I have ink. I'm a girl and I have ink. So what you might care to ask? But so many people
I have come across pass judgements over a girl, a twenty something contemporary young lady apparently degrading her body by going under the
ink'ers needle. I'm too tired of people questioning why, of second strange glances over the size or design. And I know why it occurs - on the face of it I appear a "nice" girl - quiet to some extent, a bit of a geek at times, but nice, friendly, me. Possibly not the typical "inked" person.
I love ink and I always have. Since I was a young teenager it's always something
I've always wanted to do. I love art, and ink is my chosen way of
expression. I've always seen tattooing as one of the most expressive mediums of presenting yourself to the world (I'm not saying you should do it for the world however). Your body is your site, its your free
performative skin that you have for the rest of your life and it changes as you do. Its the thing that you can use most
effectively in moulding yourself and presenting yourself to those you address everyday. Everyone has skin, and
every one's skin is pretty much the same. So why not make your skin different?
But why am I judge because I do have ink? Don't I care that I'll have it for the rest of my life? (
no) What on earth will it look like when
I'm old and in my 70s?! (
who cares?!) Haven't I thought what guys will think about it when they strip me of my clothing and low and behold they see my ink on my shoulders and back (
I want a guy to love me for it).
I have an impulsive nature to do things when I want to do them. I do things
now because I want to have and do them now - not because of how things might be when
I'm 70, and if a guy doesn't like me for having ink - then I don't wanna be with that guy. And to be thinking what my
dragonfly ink will look like in 50 odd years is beside the point - if I never live that long.
My ink has always been the way of letting things go. With a history of self harming - the thrill and the buzz of going under the tattooists expert needle is a thrill I can never die of. Nor one I don't believe I could ever replace. It's the same thrill, well sometimes more then what I get from sex. Ink is my thrill. The tingle, the art, the medium and the painful pleasure is my addiction. It is my expression of me - of things that sit well inside me as well as they do outside.

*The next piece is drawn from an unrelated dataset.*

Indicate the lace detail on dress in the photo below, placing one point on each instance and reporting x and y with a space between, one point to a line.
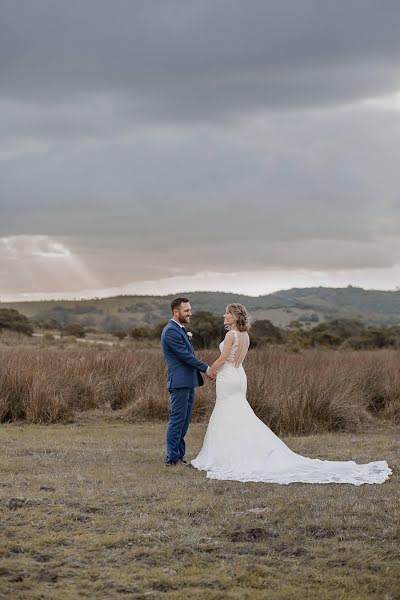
240 346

Ink should be seen as an art, however it's morphed and hidden under many a dozen tacky ink that people choose - personal judgements, a lack of artistic flare of merely a regretful choice of ink may be the downfall to the performance of this art form. More so, surely the
judgements of others regarding myself as a person, as a young lady should not be merely formed on me having being ink. Me and my ink may be linked quite tightly together - I designed them. They are my ink. They are therefore me. But society, well some elements still question the art of the ink as being associated with
thuggery, deviance and crime. As if to be
inked your a criminal or a deviant.
Admire the art of my ink upon my body yes - but don't
categorise me for personal choice of self expression.